Multi-Shooting Differential Dynamic Programming for Hybrid Systems using Analytical Derivatives

TL;DR

This paper advances trajectory optimization for hybrid robotic systems by developing second-order analytical derivatives and a Quasi-Newton approximation, significantly improving convergence speed over traditional methods.

Contribution

It introduces second-order analytical derivatives for contact dynamics and a Quasi-Newton approach, enhancing the efficiency of Multi-Shooting DDP for complex robotic motions.

Findings

Second-order derivatives improve convergence speed.

Quasi-Newton method achieves order-of-magnitude speedups.

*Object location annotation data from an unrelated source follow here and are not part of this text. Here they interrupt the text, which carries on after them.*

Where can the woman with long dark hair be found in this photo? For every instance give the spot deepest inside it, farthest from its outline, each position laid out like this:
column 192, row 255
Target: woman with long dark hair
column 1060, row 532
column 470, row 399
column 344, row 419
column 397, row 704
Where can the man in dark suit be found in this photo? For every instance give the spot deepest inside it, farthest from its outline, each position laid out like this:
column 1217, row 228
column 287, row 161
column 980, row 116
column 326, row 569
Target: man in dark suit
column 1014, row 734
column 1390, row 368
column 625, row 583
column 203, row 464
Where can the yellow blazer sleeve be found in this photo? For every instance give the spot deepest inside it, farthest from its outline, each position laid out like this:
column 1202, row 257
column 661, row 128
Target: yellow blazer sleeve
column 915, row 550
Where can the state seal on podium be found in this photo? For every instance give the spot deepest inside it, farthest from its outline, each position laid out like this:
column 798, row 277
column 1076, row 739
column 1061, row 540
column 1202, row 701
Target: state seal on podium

Enhanced trajectory optimization for quadruped gaits.

Abstract

Differential Dynamic Programming (DDP) is a popular technique used to generate motion for dynamic-legged robots in the recent past. However, in most cases, only the first-order partial derivatives of the underlying dynamics are used, resulting in the iLQR approach. Neglecting the second-order terms often slows down the convergence rate compared to full DDP. Multi-Shooting is another popular technique to improve robustness, especially if the dynamics are highly non-linear. In this work, we consider Multi-Shooting DDP for trajectory optimization of a bounding gait for a simplified quadruped model. As the main contribution, we develop Second-Order analytical partial derivatives of the rigid-body contact dynamics, extending our previous results for fixed/floating base models with multi-DoF joints. Finally, we show the benefits of a novel Quasi-Newton method for approximating second-order derivatives of the dynamics, leading to order-of-magnitude speedups in the convergence compared to the full DDP method.